Element Production in SN

Cosmic Abundances
The Universe is primarily hydrogen and helium: cosmic abundances. The Big Bang produced mainly hydrogen and helium with trace amounts of some lighter elements with no appreciable production of carbon, nitrogen, oxygen, iron, magnesium, silicon, ... , and other elements heavier than iron. So, where did these elements come from?
Nucleosynthesis
The pre-supernova star has an onion-skin structure -- an iron core surrounded by various layers of material. The prediction is that:

the core collapse generates a shock wave which moves out through the outer layers of the star.
Initially, the shock travels at high energy and therefore heats the inner layers of the star to high temperatures. These high temperatures lead to nuclear re-processing of the inner outer layers of material into elements ranging from magnesium to iron.
As the shock moves outward (losing energy all of the time), eventually a point is reached where the temperatures generated by the shock cannot ignite nuclear reactions.
The shock then just pushes the outer layers away and so these layers reflect the normal evolution of the star. The transition occurs around the neon-oxygen layer.

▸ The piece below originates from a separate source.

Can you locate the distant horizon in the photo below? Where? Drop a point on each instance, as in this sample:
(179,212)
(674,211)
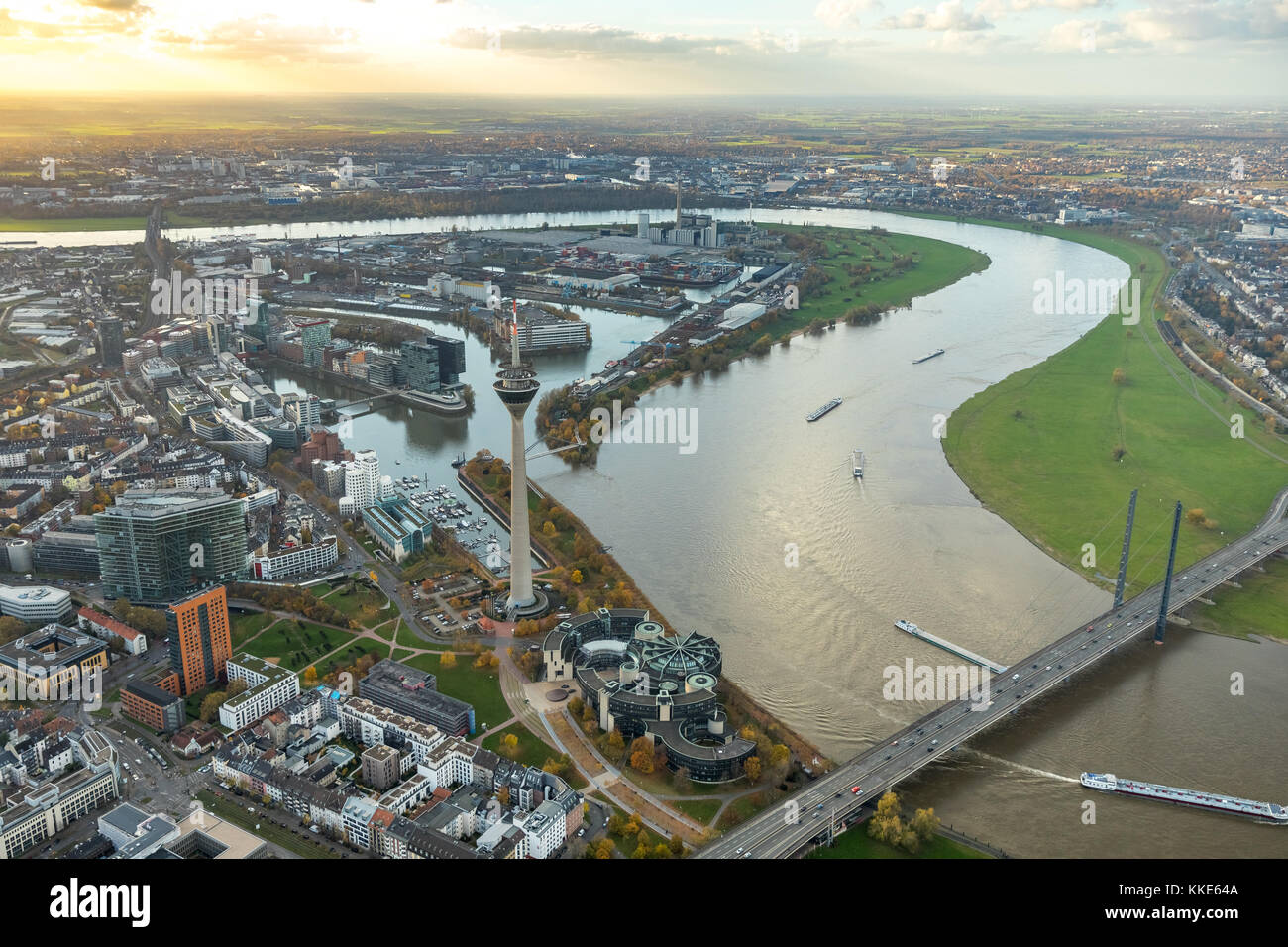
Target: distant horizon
(1086,50)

What about elements heavier than iron? Well, the SN outburst is a strong source of neutrons. This is a key point since there is no electrical barrier for the addition of neutrons to nuclei. This means that one can build up very massive elements (through the r-process and s-process) if there are sufficient neutrons. SN are good sites for high neutron fluxes.
Test of the Picture
SN1987A offered a nice test of this picture. It used to be thought that the light curves for Type I and Type II SN were grossly different in that the luminosity of Type II SN dropped off like bricks after the star had expanded greatly and cooled. It turns out that our ideas are changing (in no small part due to SN 1987A). We now envision that:

SN1987A is not the typical Type II SN, but it is clearly a Type II SN. However, it went into a state where it continued to shine much longer than one would have expected if it exploded (and was formed hot) and then just cooled and marched outward. The SN 1987A light curve looked like
and, clearly, in many ways resembled a Type I SN light curve. The implication of this is that there must have been a continued input of energy into the expanding material to keep it hot. The first few weeks of SN1987A could be explained as the simple expansion of a hot gas, but later a new source of is energy is needed to explain the light curve.
A natural source for this energy is nuclear power. In particular, tapping the energy contained in the decay of radioactive elements. This picture works very nicely. We have that

⁵⁶Ni ===> ⁵⁶Co with a half-life of 6.1 days
⁵⁶Co ===> ⁵⁶Fe with a half-life of 77.1 days
at longer times, the analysis gets messier but there are indications that other radioactive decays like ⁵⁷Co ===> ⁵⁷Fe may be important.
An interesting by-product of this exercise is that it makes firm predictions for how much nickel (an iron peak element) and eventually iron is produced in the explosion. This calibrates the model and detailed predictions on the elemental yield of the explosion can be made! The results of SN1987A corrborate many assumptions we made about nucleosynthesis and also helped steer us into other promising directions.